Spirituality in the post-9/11 world is a complex topic. The detente between secular culture and religious faith that characterised the 20th century, the 'mutual ignorance pact,' has been shattered. From the rise of Islamic extremism to the American Christian Right to the fiercely anti-religious writings of staunch atheists such as Richard Dawkins, the controversy over what role the spiritual can or should play in our lives, public and private, has never been more widely discussed or hotly contended.
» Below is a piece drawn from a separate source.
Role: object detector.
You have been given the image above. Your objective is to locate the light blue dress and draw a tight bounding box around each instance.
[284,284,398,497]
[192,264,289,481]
In Postsecularism , Mike King posits that out of this conflict between socially dominant secular thinkers and the 'new defenders of faith' is arising a distinct way of thinking that is neither a return to pre-Enlightenment beliefs nor a continued hegemony of the secular - the postsecular. At once a retention of secular critical attitudes and a return in all seriousness to questions of the spirit, the postsecular provides a framework within which to move beyond the extremism of faithful and atheists alike. Drawing on contemporary thinkers from across the spiritual spectrum including Dawkins, Antony Flew, Christopher Hitchens, Alister McGrath, Daniel Dennett, Keith Ward, Richard Swinburne and Martin Amis, King carefully constructs a new mode of thought and explores its relevance to everything from physics to the arts, postmodernism, and feminism. What emerges is a thoughtful and persuasive discussion of the route to reconciliation between the combative worlds of the religious and the secular.